To start, we should frame the question differently and focus not on the digital asset itself, but on the circumstances surrounding the digital asset and the manner in which it is sold. To that end, a better line of inquiry is: “Can a digital asset that was originally offered in a securities offering ever be later sold in a manner that does not constitute an offering of a security?” In cases where the digital asset represents a set of rights that gives the holder a financial interest in an enterprise, the answer is likely “no.” In these cases, calling the transaction an initial coin offering, or “ICO,” or a sale of a “token,” will not take it out of the purview of the U.S. securities laws.

But what about cases where there is no longer any central enterprise being invested in or where the digital asset is sold only to be used to purchase a good or service available through the network on which it was created? I believe in these cases the answer is a qualified “yes.”

The Hinman speech clarified two things: 1) that by knocking out the “efforts of others” prong of the Howey Test (#4 above) a crypto asset transaction can be viewed through the lens of commodities vs securities and 2) that an early transaction of that asset (in this case the pre-sale of ETH) can be analyzed under Howey distinctly from a later sale, given different facts and circumstances at the time.

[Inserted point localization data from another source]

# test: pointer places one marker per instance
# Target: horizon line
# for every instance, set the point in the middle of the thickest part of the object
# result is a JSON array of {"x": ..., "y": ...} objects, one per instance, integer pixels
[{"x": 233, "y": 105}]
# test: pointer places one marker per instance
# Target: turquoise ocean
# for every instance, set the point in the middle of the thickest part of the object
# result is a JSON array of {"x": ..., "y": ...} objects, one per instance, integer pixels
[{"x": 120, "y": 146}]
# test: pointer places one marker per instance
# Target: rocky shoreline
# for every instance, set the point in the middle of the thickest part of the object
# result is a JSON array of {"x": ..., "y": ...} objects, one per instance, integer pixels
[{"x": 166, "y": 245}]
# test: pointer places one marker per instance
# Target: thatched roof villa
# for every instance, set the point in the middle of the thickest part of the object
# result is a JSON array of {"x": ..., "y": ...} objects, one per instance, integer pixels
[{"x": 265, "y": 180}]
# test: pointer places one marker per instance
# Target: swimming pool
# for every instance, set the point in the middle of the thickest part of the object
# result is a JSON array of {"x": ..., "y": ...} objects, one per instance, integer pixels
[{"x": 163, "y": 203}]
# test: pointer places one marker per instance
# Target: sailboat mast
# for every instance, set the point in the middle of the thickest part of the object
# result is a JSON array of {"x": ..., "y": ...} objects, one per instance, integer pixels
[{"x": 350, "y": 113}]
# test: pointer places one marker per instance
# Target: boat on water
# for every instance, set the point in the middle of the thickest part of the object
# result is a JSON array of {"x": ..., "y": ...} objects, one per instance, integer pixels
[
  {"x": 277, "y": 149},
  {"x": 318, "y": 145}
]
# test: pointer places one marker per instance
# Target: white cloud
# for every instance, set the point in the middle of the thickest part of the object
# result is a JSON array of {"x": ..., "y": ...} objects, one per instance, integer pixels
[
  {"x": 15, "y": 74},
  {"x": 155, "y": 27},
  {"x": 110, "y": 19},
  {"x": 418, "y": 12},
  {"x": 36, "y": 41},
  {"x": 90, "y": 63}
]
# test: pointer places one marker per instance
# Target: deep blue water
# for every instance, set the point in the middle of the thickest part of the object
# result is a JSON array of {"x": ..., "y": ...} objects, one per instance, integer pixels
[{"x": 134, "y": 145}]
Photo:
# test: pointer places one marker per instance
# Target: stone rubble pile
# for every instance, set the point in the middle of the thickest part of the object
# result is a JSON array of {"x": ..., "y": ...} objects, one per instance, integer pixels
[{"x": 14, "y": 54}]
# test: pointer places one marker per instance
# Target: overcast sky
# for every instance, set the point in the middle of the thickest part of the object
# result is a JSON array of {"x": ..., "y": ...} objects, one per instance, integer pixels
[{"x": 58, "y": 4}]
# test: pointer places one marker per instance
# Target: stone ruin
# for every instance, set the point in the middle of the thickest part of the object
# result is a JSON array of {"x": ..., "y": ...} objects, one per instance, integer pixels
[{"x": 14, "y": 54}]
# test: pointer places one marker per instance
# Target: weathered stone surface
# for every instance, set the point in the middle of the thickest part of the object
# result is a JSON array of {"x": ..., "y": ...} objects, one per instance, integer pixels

This last part is really important, and I still have a hard time pinning down (really smart, expensive) lawyers on the subject.  There is an idea that a “security” is a thing rather than a transaction, which does seem at odds with both Howey and the Hinman speech.    In the case of Howey, the oranges produced under the contract are not the same as the contract itself (similar to contracts for future tokens), and in the case of the Hinman speech, it’s the transaction rather than the underlying token (BTC or ETH).

Finally taking all of this together, it’s important to remember that 1) there are many kinds of cryptoassets, and 2) they are offered/sold/traded/transferred under different circumstances over time. I think about it like this:

I hope that is helpful.  This is complicated stuff, and new territory.